Há muito tempo que vemos milhares de pessoas mortas na tentativa de chegar à Europa quer através de Lampedusa ( Itália) quer através da Grécia.

São milhares e milhares – refugiados, migrantes, pessoas com sonhos e dramas de vida diversos- que chegam à Europa procurando mudar a sua vida e realizar todos os seus sonhos. Não é de agora… há muito tempo que vemos milhares de pessoas mortas na tentativa de chegar à Europa quer através de Lampedusa ( Itália) quer através da Grécia.

É neste cenário que assistimos à falta de resposta de uma união europeia decadentista.

Enquanto se preocupavam apenas a humilhar a Grécia numa tentativa de colonialismo financeiro, parece que não viram ou não quiseram ver o governo fascista e xenófobo de Viktor Orbán que lidera a Hungria.

Só não viu quem não quis ver : o governo húngaro instalou uma cerca de arame farpado impedindo assim que a(o)s migrantes continuassem a sua viagem desde a Turquia até chegar à Alemanha . Só não viu quem não quis ver: David Camerron a chamar de “praga” a quem apenas quer ter uma vida digna na Europa.

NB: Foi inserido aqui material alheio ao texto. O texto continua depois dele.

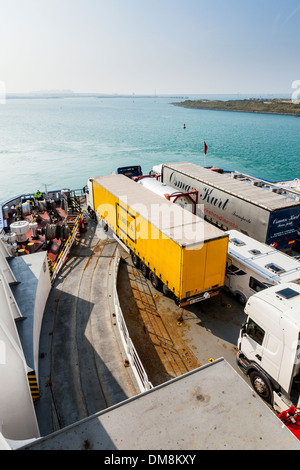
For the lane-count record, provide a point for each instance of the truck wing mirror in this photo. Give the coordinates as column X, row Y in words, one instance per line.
column 244, row 328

É tudo demasiado mau para ser verdade e os argumentos que se utilizam lembram-nos tempos muito escuros da Europa. Ouve-se falar do medo do terrorismo islâmico, ouve-se falar da invasão da Europa (e não, não são apenas partidos de extrema direita que o dizem), ouve-se falar do perigo de estar em risco os valores cristãos do continente , seja lá o que isso for.

Mas tudo isto tem causas, e causas que nos devem fazer pensar. O ISIS não é mais que uma criação do EUA e da Europa, que apoiavam e continuam a apoiar com armas suportas forças de oposição “democrática” aos regimes ditatoriais. Erraram e continuam a errar.

Neste momento histórico à esquerda pede-se mais. Pede-se que faça jus ao seu caráter internacionalista, tendo a existência de cordões humanitários para salvar os migrantes como a sua principal bandeira.

É tempo de ser exigente connosco próprios e colocar-nos à prova neste momento de crise de migrantes que é também ( e é preciso dizê-lo) a crise da UE e a crise do capitalismo. Vamos à luta!